Com a evolução dos acontecimentos, as Cortes de Lisboa se converteriam no mais importante órgão do governo revolucionário lusitano. Compostas de 205 cadeiras, das quais 75 deveriam ser preenchidas por representantes do Brasil, as Cortes contavam com esmagadora maioria de deputados delegados portugueses.

A revolução queria recolonizar o Brasil
No Brasil, a notícia da Revolução do Porto foi recebida com entusiasmo. Entretanto, a partir de janeiro de 1821, quando as Cortes começaram a se reunir, ficava cada vez mais claro para os brasileiros que a política do novo governo de Lisboa nada tinha de inovadora em relação ao Brasil.

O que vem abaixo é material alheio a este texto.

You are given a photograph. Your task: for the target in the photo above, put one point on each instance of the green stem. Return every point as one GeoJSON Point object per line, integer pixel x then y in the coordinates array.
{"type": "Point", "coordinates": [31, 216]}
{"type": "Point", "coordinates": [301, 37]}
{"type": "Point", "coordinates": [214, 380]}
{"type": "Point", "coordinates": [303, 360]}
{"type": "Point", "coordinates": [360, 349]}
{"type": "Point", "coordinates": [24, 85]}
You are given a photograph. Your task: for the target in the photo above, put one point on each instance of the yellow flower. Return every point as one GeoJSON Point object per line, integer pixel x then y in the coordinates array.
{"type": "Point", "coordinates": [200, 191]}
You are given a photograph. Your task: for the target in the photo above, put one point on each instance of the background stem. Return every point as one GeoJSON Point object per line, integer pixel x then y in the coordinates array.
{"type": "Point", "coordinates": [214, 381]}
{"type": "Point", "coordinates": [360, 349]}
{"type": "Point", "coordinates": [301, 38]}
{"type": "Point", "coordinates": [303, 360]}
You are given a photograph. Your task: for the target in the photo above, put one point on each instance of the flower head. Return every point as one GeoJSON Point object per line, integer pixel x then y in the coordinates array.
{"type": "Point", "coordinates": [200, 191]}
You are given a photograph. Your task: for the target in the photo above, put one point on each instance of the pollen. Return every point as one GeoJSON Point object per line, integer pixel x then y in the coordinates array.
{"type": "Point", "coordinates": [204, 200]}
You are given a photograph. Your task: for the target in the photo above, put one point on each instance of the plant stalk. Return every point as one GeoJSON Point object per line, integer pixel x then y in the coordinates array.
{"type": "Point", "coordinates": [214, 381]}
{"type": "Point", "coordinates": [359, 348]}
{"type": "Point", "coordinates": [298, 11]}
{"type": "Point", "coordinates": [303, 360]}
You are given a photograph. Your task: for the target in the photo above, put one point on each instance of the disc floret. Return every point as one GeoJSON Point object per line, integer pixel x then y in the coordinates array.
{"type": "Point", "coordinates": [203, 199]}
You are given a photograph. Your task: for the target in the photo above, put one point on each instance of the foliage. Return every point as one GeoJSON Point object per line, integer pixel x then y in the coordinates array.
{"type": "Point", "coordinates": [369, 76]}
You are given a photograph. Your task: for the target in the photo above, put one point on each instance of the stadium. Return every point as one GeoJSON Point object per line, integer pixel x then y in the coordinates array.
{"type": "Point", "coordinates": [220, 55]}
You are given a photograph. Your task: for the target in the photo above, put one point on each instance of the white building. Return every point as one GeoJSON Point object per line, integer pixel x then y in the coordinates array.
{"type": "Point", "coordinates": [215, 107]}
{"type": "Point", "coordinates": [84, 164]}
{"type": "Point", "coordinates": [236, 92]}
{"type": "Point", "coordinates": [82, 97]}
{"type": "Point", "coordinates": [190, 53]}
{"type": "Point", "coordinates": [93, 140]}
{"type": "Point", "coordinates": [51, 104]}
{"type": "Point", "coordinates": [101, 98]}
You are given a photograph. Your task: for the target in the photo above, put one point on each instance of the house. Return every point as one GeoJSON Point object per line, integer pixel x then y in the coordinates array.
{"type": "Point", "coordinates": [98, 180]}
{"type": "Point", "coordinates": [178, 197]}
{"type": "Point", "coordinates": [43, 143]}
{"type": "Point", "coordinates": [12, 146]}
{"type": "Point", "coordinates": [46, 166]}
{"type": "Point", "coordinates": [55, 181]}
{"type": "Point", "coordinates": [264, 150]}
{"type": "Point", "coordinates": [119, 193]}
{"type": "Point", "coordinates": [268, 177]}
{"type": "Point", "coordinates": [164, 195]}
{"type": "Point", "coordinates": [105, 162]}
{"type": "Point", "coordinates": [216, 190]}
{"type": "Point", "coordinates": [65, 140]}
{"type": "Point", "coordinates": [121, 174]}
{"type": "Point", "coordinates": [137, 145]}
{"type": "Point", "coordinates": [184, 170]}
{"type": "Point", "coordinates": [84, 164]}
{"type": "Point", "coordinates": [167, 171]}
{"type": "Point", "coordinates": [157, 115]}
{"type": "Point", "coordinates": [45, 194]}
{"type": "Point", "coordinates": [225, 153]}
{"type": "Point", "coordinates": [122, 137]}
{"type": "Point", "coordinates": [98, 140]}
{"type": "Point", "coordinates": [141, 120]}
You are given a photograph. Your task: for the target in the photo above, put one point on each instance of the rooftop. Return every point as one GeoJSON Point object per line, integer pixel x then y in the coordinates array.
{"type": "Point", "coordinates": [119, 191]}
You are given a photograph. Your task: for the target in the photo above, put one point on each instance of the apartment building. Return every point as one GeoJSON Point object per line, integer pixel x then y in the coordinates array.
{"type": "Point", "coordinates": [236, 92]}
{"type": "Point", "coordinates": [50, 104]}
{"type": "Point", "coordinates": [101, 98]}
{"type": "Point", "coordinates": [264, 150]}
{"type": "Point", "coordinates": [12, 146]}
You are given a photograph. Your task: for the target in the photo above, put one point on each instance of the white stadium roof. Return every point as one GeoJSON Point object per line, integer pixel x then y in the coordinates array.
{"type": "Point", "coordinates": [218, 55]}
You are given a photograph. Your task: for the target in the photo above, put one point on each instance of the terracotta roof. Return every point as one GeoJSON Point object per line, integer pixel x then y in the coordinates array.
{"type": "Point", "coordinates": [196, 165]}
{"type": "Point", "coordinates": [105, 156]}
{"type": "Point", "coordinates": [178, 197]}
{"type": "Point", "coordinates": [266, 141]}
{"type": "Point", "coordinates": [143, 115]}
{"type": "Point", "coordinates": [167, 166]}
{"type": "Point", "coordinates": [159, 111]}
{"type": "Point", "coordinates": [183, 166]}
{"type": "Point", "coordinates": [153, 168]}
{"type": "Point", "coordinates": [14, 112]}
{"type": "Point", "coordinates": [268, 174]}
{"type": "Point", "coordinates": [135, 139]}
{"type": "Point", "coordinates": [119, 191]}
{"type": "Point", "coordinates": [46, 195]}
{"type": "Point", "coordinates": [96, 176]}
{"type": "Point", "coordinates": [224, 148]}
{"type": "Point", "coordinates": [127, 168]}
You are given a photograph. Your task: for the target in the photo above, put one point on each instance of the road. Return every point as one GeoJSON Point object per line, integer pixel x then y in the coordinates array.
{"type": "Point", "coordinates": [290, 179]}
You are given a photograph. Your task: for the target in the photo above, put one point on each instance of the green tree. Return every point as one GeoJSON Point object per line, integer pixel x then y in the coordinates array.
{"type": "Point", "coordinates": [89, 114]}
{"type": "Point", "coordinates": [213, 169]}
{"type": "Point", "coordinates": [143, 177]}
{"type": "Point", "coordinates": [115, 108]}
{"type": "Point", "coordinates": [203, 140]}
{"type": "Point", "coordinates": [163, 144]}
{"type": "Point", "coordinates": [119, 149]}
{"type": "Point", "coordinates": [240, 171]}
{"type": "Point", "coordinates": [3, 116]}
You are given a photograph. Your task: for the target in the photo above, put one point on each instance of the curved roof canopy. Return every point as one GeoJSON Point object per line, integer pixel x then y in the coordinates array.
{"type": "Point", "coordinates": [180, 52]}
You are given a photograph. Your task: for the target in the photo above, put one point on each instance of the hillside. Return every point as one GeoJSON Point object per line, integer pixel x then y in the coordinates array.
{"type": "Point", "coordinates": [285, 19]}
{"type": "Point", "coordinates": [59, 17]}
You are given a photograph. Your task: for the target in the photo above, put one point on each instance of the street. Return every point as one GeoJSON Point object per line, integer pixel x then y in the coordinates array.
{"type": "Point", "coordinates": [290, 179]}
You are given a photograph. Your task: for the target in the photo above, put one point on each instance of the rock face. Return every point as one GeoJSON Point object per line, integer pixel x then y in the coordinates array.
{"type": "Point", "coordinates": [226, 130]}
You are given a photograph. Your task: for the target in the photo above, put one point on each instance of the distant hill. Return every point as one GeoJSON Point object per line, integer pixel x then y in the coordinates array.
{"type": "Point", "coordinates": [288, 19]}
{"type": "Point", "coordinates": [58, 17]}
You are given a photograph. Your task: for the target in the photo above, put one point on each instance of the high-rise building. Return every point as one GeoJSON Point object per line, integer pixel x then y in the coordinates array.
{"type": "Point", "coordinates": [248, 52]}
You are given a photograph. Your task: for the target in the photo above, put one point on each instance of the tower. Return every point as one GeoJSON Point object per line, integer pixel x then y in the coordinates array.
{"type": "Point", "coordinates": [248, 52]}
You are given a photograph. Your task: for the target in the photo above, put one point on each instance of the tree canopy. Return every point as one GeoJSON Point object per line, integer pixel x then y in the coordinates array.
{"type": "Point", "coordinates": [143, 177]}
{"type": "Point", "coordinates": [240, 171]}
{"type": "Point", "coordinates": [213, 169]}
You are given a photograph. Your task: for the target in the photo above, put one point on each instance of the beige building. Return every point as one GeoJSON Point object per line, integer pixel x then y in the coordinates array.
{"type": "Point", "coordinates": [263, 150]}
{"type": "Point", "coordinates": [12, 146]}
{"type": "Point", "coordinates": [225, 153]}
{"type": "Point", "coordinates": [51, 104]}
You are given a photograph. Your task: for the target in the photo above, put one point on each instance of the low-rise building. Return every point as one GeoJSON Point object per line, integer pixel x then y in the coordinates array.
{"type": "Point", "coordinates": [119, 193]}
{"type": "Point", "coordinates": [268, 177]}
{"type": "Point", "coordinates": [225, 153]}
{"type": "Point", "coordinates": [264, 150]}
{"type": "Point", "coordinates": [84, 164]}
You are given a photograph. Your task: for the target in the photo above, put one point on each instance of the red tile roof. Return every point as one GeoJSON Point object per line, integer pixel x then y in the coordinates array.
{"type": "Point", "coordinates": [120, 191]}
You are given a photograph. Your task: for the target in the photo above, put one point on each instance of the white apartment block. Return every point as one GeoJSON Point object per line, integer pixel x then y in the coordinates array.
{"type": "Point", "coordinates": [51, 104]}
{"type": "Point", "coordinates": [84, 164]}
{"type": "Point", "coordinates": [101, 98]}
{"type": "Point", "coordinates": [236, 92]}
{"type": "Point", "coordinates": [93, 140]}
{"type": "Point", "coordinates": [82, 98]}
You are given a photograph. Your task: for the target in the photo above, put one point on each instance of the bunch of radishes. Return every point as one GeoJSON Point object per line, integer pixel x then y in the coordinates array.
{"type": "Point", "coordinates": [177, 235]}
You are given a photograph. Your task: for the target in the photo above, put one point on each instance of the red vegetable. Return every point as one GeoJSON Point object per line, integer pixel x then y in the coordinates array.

As Cortes, na verdade, faziam parte do projeto da burguesia comercial portuguesa, interessada em estabelecer uma monarquia constitucional em Portugal. Mas, em relação ao Brasil, a intenção era desfazer a situação de relativa independência alcançada pela ex-colônia sob o governo de dom João VI e restaurar o monopólio português do comércio brasileiro.
Para começar, as Cortes determinaram o regresso de dom João VI a Portugal. Em abril de 1821, o rei voltou para a Europa, deixando em seu lugar o príncipe regente, dom Pedro. (Veremos esse assunto com mais profundidade em outra  postagem deste blogue.)
Em seguida, as Cortes subordinaram todas as províncias brasileiras ao comando direto de Lisboa, como se não existisse governo no Rio de Janeiro. Além disso, fecharam diversos órgãos públicos instalados no Brasil, favoreceram os comerciantes portugueses com o restabelecimento de privilégios no comércio brasileiro e passaram a fazer pressão para que o príncipe regente voltasse para Portugal. Com essa política, as Cortes pretendiam mesmo era recolonizar o Brasil.